AI in HR
Artificial intelligence is pushing humans and machines closer together. It’s exciting! AI’s influences are being felt across the HR space… being used to automate business processes, enhance efficiency, and reduce bias among other things. In fact, McKinsey’s latest forecast of AI’s impact on the global economy is that it will generate $13 trillion in economic activity across the globe by 2030.
But, there is room for improvement, and top executives want it yesterday. A recent survey from PricewaterhouseCooper found 72% of executives believe AI will offer sizable business advantages in the near future. In another survey from IBM, 66% of CEOs believe AI can drive significant value in HR. Some are already exploring those opportunities. Uber, for instance, completed the world’s first cargo shipment using a truck controlled by AI!
State of AI in HR
AI as a Tool
The inclusion of artificial intelligence in the HR professional’s toolbox is not surprising. When looking for answers, look no further than the iPhone, for instance, or the black, cylindrical Echo tower sitting on the counter. Whether its Apple’s Siri or Amazon’s Echo, people are using artificial intelligence at home in their day-to-day lives. It makes sense, then, that AI has made it into the workplace.
In most professional settings, AI is not required to do mundane tasks like answer questions about the weather or turn on the lights. Instead, AI is asked to do much more.
Reducing Human Bias
Humans are inherently bias. Even when striving for inclusiveness, HR professionals may subconsciously lean toward a particular candidate… for instance, someone who is more like the recruiter. Another potential bias, language bias; people’s subconscious word associations could indicate a particular preference.
Now, thanks to AI, algorithms can be designed to help employers identify and remove these biases. That potentially translates to better hiring communications and attracting a more diverse group of candidates. Those same algorithms can also find candidates who may have been screened out due to human bias. To put it in context, AI allows managers to go beyond gut feelings and rely on data-driving assessments.
AI is being used in HR to automate repetitive, low-value tasks thus increasing the focus on more strategic work. AI tools automate common HR tasks like benefits management or handling common questions or requests.
Recruiting through AI
Custom experiences are expected by applicants. These are tailored to unique needs as they apply for a new job, choose the right benefits or explore development opportunities.
Companies have implemented “AI recruiters” to automate scheduling interviews, provide ongoing feedback to candidates and answer their questions in real time. This allows human recruiters to spend more time converting candidates to hires.
Some companies are using AI platforms to single out employees that may be heading for the exit door.
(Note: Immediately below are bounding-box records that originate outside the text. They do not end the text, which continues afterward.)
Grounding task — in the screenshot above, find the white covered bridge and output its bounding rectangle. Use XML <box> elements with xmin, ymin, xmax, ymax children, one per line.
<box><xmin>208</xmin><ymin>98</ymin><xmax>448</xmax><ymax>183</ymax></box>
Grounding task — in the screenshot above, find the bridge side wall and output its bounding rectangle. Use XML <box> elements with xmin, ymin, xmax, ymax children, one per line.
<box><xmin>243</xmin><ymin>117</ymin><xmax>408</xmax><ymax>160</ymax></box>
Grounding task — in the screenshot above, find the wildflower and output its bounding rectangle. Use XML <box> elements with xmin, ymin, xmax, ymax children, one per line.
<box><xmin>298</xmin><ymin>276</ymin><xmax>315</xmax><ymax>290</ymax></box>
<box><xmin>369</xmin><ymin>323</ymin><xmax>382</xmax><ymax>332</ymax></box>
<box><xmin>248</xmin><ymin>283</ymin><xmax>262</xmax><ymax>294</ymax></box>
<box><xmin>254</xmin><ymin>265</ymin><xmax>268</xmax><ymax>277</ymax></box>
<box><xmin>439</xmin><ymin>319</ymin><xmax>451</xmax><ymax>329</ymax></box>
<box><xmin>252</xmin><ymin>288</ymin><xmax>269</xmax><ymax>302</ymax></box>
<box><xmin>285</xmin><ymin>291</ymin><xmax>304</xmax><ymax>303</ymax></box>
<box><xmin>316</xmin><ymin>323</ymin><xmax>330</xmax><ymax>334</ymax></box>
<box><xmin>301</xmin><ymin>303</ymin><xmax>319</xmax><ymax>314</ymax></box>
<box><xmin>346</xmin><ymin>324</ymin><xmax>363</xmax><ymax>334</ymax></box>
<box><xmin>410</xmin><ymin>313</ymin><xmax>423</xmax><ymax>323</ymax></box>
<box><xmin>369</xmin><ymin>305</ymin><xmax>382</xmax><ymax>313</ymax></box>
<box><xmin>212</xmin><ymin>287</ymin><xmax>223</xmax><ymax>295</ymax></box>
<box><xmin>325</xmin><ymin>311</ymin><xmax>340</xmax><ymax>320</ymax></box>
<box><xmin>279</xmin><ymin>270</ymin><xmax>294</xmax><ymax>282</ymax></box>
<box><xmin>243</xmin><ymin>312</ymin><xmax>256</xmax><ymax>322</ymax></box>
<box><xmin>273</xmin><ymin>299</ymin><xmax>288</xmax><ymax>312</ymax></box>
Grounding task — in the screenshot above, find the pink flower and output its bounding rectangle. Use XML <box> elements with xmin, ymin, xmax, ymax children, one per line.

Those platforms track employee computer activity, emails, keystrokes, internet browsing and so on and store it. Then AI analyzes the data to determine a baseline of normal activity patterns in the organization. Based on that knowledge, outliers are flagged and reported to the employer. AI is also being used to detect changes in the overall tone of employees’ communications to predict when employees might be thinking of leaving.
AI Makes HR More Human
At some point in the career of an HR professional the question is asked: how can human resources become more human? At least one company believes it has the answer. Best Buy Canada says it’s to add more machines. Chris Taylor is the chief human resources officer for Best Buy Canada. He has gone on record saying the embracing of artificial intelligence and machine learning applications in human capital management is a “mandatory investment in the future.”
So, why add more machines to make HR more human?
The automation of tasks through AI technology allows for the freeing of HR professionals to focus on uniquely human abilities such as critical thinking, creativity, and empathy. While they are involved with the more human tasks, technology, at the moment, can handle the more mundane tasks.
All of that said, in a lot of ways artificial intelligence is still growing and learning itself.
What does that statement mean? AI is able to search a query based on the words you are using and give you a response, but that response isn’t contextual.
AI is heading in that direction though.
Instead of writing responses specifically to specific inputs… you just have a huge database of language around a specific knowledge domain and the AI can go into that knowledge domain and answer the questions from the user.
HR professionals interested in pursuing AI want it to do much more than answer questions and rummage through applications. They want to use it as a learning platform.
But it’s not there yet.
AI can teach itself to do something, but it’s not at the stage it can replace humans beings as the “drivers of education.” In the future, it may be used that way, but it would require a lot of adaptability.
Taylor says Best Buy Canada is embracing as much technology as they can get their hands on. For instance, the company has started investing in cloud-based solution that uses artificial intelligence, voice technology and machine learning. All of these technologies, Best Buy Canada hopes, will better the employee experience.
As much as the HR technology landscape continues to be disrupted by AI, HR teams must find ways to balance these advancements with transparency. It is essential in making sure the implementation of AI technology is successful. At the end of the day, artificial intelligence is not the end-all-be-all answer to every quandary HR finds itself in. It is a tool and nothing more. A tool that can improperly function based on the data it is given in order to work effectively. Even so, artificial intelligence can be a valuable resource. Work to embrace it now because it’s likely you’ll be expected to use it in the future.